Mais croyez-moi, ce que j’ai subi de la part de ces personnes chauffées à blanc par le directeur du Complexe n’est rien devant les résultats de mon action. Le Complexe de Matarès est depuis propre de toutes immondices, mais aussi propre de toutes les personnes responsables de cette catastrophe environnementales qui, elles même, étaient derrière mon agression.

Permettez-moi de vous raconter aussi la dernière agression que j’ai subi il y a 5 ou 6 jours de cela au CHU Mustapha Pacha par un vigile qui a confisqué mon téléphone portable au moment où j’allais prendre une photo d’un flacon de sang qui jonchait un carré floral.

En effet, tout le monde doit savoir qu’à l’hôpital Mustapha Pacha, on jette tout par les fenêtres: seringues utilisées, pansements qu’on renouvelle aux patients, des bistouris et même des flacons de sang usités.
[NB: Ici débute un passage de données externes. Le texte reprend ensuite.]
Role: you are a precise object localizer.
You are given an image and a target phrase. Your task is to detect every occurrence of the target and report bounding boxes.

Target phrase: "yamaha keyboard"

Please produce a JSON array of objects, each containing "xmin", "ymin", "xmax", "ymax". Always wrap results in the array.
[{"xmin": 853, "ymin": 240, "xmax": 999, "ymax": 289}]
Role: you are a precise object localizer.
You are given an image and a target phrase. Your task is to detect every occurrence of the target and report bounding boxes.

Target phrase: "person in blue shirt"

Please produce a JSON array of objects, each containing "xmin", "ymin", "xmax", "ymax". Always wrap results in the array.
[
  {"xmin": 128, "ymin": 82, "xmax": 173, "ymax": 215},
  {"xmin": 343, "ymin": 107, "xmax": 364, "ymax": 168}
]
Mon action au sein de cet hôpital, pour tout vous dire, était anodine. Mais ma découverte était sidérante tant l’insouciance du personnel hospitalier est frappante, lui qui doit être aux premières lignes pour lutter contre les infections nosocomiales que d’aucuns savent qu’elles sont parfois mortelles.
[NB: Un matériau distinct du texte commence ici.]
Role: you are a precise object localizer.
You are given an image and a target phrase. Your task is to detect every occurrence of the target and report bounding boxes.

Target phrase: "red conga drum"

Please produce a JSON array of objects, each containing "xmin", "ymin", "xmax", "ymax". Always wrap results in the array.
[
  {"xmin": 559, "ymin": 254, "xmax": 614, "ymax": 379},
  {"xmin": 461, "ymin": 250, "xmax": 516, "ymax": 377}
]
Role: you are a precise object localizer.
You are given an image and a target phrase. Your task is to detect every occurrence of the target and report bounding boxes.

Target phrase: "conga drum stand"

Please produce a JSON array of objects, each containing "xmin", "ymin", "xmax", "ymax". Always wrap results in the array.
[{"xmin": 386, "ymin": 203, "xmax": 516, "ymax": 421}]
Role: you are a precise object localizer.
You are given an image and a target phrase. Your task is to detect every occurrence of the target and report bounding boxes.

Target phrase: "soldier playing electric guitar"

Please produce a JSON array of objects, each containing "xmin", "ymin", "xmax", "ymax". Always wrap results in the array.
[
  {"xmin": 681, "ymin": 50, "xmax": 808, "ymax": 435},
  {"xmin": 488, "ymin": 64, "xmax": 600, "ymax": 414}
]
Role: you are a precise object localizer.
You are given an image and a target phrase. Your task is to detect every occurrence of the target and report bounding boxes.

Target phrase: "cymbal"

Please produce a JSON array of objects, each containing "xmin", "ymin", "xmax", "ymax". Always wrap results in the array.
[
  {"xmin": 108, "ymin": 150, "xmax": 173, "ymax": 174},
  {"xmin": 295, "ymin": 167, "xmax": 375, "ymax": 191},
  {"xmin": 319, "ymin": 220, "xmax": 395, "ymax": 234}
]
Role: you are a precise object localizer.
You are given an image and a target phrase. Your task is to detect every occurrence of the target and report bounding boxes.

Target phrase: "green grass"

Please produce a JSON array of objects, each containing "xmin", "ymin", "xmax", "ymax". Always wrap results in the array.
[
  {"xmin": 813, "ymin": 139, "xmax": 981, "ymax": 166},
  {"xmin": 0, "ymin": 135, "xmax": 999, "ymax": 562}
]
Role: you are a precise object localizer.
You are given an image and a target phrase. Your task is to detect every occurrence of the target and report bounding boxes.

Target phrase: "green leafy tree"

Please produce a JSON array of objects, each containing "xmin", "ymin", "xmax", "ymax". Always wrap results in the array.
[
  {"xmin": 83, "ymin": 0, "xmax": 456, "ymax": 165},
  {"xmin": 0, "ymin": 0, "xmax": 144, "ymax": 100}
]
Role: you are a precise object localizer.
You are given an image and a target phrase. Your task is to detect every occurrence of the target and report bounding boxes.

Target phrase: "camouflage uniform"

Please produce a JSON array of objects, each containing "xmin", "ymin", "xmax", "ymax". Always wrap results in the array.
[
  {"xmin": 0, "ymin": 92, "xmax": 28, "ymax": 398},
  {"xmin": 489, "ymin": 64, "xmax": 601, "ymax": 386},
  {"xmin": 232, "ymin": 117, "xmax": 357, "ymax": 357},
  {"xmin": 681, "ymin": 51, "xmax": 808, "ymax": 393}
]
Le plus ahurissant dans cette histoire, est le comportement du commissaire de police vers lequel l’agent de sécurité m’a conduit. Celui-ci, après m’avoir confisqué le téléphone portable, s’est dirigé en courant vers le commissariat qui se trouve près de l’hôpital et a porté «l’affaire» devant le commissaire. Un agent de police est venu vers moi pour me molester et m’intimider. Je ne l’ai pas laissé faire. Puis, le commissaire décida de m’introduire dans son bureau où il ordonna d’effacer toutes les photos de la carte mémoire. Le policier qui s’en est chargé de ça le faisait avec joie, car il riait et provoquait le rire de ses collègues. Une fois la carte mémoire est totalement effacée, le commissaire m’ordonna de quitter le commissariat et m’intimida l’ordre de ne plus roder dans les parages.
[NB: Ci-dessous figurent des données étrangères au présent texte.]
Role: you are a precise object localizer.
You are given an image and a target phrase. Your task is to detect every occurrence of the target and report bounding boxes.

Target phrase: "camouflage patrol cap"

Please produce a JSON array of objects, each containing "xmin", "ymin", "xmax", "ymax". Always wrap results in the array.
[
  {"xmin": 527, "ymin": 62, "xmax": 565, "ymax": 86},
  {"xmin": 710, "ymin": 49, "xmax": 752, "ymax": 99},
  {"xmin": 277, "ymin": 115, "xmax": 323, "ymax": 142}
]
- Tout cela ne vous décourage pas?

Pas du tout! Je suis satisfait de ce que je fais. Ceux qui me font des misères parce que je nettoie leurs immondices, ce sont ceux-là qui salissent et participent activement à la dégradation de l’environnement. Croyez-moi, je suis arrivé à la conclusion selon laquelle les gens appartenant au statut moyen ou supérieur de notre société qui polluent le plus, et ce sont eux qui donnent le mauvais exemple à nos enfants.

Le peuple lui, est animé d’une force extraordinaire pour protéger son environnement, pour peu qu’on lui mette en place les moyens nécessaires.

- Est-ce que tu crois réellement qu’on arrivera un jour à dépolluer les espaces naturels de l’Algérie?

Oui, je cois fort, j’en suis même convaincu. Les Algériens manquent certes de civisme, ils salissent leur environnement immédiat et ne s’intéressent pas assez à le protéger. Il est fait ainsi car on n’a jamais rien fait pour lui inculquer l’éducation civique, pour le sensibiliser sur la nécessaire protection de l’environnement. L’Etat ne s’implique pas assez non plus, ce n’est que maintenant que les autorités algériennes commencent à prendre cette question au sérieux. Mais elles tardent à mettre les moyens pour cela.

Ma conviction de pouvoir changer les choses réside aussi dans ce nombre d’actions de volontariats qu’organisent des groupes de jeunes ici et là en Algérie. Ma pensée va vers ce groupe de femmes dans la ville d’Oran qui fait un travail remarquable dans plusieurs cités et quartiers de la ville. Il y a aussi ces associations qui s’intéressent sincèrement à la protection de l’environnement qui essaient de faire un travail remarquable malgré le peu de moyens dont elles disposent. Si chacun de nous donne un peu de soi pour nettoyer notre belle Algérie, l’espoir s’installera vraiment quand à un environnement dépollué.